La storia di questo leggendario liquore affonda le radici nel lontano 1605, quando un ristretto gruppo di monaci certosini ricevono dal maresciallo D’Estrees un manoscritto contenente la ricetta di un Elixir Di Lunga Vita complesso e articolato. Ci vorranno almeno 150 anni prima che la confraternita, stabilitasi nel massiccio della Grande Chartreuse, sulle Alpi francesi, inizi a produrre la gamma di liquori che conosciamo. Chartreuse è oggi il liquore più vecchio in commercio e ha fedelissimi in tutto il mondo: inclusi il celebre regista americano Quentin Tarantino, che lo cita nei suoi film, e lo stilista Giorgio Armani.

METODO DI PRODUZIONE

La produzione di Chartreuse è particolarmente complessa. La maggioranza delle botaniche utilizzate proviene dalle Alpi francesi ed Italiane. La fase di trattamento delle erbe è segreta. Solo i monaci del monastero possono realizzarla. Alcune erbe vengono infuse, altre distillate in “basket” per rilasciare gli aromi più delicati. La clorofilla conferisce l’intensa colorazione verde e lo zafferano quella gialla. Alla seconda fase segreta del processo produttivo partecipano solo due monaci, Don Benoit e Fra Jan Jacques. L’alcol viene messo a maturare in grandi botti da migliaia di litri per almeno tre anni, da qui escono la Verde e la Gialla. Con oltre i 15 anni di invecchiamento abbiamo una referenza di Invecchiamento Estremamente Prolungato, la VEP verde e la VEP gialla, che proseguono l’invecchiamento in piccole barrique.

Nazione: Francia

Fondazione: 1605

Distribuito da Velier dal: 2000

Sito web: www.chartreuse.fr

Chartreuse

FOCUS

Chartreuse è un’azienda 100% monastica.
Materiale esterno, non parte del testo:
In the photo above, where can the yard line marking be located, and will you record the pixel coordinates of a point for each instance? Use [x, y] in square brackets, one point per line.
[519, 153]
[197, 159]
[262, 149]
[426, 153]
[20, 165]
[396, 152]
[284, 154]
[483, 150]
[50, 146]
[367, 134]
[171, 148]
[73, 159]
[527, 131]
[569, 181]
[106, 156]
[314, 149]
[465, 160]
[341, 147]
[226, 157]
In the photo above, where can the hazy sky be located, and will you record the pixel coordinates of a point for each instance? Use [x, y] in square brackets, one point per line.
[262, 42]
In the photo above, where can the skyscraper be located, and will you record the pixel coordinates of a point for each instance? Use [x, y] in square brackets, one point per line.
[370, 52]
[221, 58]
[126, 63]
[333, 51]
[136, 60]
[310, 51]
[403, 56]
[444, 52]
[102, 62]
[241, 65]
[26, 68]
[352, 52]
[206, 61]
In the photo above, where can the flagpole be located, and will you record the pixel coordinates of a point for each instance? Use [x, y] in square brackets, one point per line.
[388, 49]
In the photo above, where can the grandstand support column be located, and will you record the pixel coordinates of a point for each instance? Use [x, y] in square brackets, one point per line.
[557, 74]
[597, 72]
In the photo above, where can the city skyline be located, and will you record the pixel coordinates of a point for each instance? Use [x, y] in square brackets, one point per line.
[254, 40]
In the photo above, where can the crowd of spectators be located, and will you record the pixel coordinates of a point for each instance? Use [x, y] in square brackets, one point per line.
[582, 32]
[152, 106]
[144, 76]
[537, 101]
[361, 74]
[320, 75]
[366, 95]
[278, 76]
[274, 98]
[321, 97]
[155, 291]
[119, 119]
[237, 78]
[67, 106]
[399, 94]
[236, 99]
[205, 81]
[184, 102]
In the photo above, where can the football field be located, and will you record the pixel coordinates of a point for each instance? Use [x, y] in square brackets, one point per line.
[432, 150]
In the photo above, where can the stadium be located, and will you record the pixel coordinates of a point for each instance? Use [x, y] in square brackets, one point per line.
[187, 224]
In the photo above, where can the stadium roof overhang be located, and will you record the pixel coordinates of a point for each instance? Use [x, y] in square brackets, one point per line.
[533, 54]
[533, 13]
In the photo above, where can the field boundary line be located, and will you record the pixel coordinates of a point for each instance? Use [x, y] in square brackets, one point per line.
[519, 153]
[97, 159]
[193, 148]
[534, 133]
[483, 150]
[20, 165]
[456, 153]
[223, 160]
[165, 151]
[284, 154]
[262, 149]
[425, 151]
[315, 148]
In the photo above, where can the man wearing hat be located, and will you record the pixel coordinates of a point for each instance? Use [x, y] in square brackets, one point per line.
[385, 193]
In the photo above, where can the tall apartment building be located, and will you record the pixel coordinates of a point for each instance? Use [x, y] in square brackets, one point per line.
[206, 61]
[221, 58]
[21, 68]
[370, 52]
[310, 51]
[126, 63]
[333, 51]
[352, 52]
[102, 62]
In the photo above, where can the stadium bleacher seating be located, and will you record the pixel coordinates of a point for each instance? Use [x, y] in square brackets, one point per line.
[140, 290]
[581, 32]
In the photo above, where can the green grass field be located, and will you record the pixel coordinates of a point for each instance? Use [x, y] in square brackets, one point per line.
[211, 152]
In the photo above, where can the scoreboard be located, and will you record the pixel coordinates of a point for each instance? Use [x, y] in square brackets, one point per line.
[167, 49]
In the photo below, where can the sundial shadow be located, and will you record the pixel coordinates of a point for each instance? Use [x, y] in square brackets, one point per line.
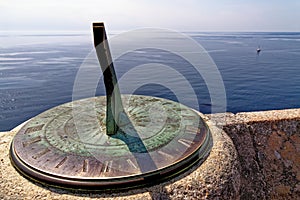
[130, 136]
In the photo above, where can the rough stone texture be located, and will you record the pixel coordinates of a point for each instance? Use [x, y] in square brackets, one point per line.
[265, 166]
[216, 178]
[268, 146]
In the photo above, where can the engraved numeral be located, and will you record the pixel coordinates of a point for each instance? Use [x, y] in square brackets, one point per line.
[106, 167]
[34, 129]
[186, 143]
[32, 141]
[85, 165]
[61, 162]
[40, 154]
[191, 129]
[131, 163]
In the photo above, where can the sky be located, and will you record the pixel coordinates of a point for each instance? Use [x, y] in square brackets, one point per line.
[179, 15]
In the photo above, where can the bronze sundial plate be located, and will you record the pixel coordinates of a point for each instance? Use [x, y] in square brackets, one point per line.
[67, 146]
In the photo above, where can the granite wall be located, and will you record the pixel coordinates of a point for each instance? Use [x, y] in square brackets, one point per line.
[268, 147]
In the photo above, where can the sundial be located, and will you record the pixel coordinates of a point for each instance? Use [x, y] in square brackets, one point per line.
[110, 142]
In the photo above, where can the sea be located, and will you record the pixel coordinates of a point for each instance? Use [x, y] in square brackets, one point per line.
[38, 71]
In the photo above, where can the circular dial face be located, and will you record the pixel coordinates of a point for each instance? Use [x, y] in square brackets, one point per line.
[69, 145]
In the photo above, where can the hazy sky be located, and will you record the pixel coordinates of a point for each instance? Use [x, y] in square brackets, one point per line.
[184, 15]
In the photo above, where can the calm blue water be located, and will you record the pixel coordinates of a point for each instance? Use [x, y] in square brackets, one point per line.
[37, 71]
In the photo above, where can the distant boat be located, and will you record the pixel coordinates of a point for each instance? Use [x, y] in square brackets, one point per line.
[258, 50]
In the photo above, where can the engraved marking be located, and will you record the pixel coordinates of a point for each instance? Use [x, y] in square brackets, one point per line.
[32, 141]
[34, 128]
[165, 154]
[61, 162]
[186, 143]
[85, 165]
[131, 163]
[40, 154]
[106, 167]
[191, 129]
[109, 166]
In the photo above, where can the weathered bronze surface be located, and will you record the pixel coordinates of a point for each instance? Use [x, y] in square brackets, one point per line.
[114, 103]
[112, 142]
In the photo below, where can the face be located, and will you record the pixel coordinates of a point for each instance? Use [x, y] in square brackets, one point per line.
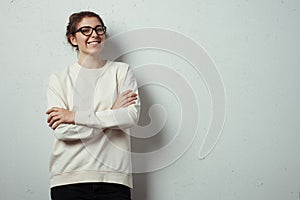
[88, 45]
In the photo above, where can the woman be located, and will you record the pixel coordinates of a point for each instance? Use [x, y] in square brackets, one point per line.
[92, 103]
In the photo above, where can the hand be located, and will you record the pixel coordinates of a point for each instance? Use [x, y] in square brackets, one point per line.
[59, 116]
[125, 99]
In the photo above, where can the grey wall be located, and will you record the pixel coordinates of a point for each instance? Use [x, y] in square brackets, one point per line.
[255, 46]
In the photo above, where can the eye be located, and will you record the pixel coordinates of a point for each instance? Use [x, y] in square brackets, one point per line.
[86, 30]
[100, 29]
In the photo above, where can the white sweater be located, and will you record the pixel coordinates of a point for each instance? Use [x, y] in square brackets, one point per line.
[97, 147]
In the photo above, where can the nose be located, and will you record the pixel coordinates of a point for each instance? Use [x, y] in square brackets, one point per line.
[94, 33]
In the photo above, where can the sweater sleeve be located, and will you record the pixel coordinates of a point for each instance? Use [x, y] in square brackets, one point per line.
[67, 132]
[122, 118]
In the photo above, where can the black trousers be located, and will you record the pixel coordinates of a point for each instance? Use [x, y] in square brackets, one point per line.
[91, 191]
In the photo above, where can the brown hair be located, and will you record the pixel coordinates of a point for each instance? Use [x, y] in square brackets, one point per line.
[75, 19]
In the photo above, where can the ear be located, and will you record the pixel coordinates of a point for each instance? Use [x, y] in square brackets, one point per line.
[73, 40]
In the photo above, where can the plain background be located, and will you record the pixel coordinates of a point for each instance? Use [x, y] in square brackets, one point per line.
[255, 46]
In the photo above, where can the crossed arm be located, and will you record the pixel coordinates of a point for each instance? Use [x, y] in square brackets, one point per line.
[57, 116]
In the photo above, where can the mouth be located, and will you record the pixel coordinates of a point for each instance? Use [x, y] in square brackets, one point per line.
[94, 42]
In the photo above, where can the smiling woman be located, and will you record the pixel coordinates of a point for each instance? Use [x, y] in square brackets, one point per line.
[92, 102]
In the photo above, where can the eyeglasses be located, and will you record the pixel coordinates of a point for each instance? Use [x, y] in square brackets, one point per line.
[88, 31]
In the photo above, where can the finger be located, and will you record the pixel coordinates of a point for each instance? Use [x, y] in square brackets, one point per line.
[126, 92]
[51, 115]
[53, 120]
[133, 94]
[128, 104]
[52, 110]
[56, 124]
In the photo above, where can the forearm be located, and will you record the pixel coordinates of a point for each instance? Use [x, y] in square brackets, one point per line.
[122, 118]
[71, 132]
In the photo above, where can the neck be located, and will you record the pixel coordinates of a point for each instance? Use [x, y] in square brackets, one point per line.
[91, 61]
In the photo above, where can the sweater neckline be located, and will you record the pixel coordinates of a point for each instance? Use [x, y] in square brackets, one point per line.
[100, 69]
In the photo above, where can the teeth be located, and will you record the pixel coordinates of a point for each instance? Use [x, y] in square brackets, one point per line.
[93, 42]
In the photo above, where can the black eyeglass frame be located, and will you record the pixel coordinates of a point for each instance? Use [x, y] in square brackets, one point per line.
[93, 29]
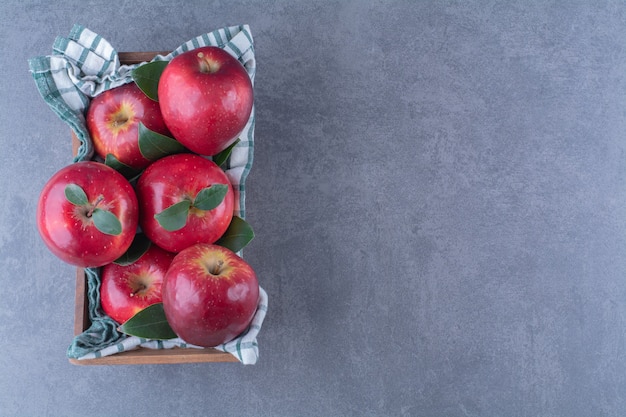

La commercializzazione viene affidata a una società chiamata Chartreuse Diffusion, i cui profitti vengono devoluti all’ordine per il mantenimento dei monasteri di tutta la Francia. L’unicità, l’expertise, la qualità di questo liquore l’hanno portato ad essere tra i primi tre Top Trend liquori al mondo per i cocktail bar più famosi del globo. La sua storia affonda le radici fin nel medioevo, quando il sapere arabo sulla distillazione viene portato alla Scuola di Salerno, fondata nel 1100. Qui viene studiato ed affinato un sistema di distillazione prossimo a quello moderno e fra queste mura si ottengono le prime acquaviti ed i primi toccasana ed elisir di lunga vita. I più attivi in tal senso furono i francescani, uno di essi, Giovanni di Rupescissa, parla ampiamente di infusioni e distillazioni a scopo medico, e cita per la prima volta la parola Elixir “che cura tutte le malattie e consente di prolungare la vita”.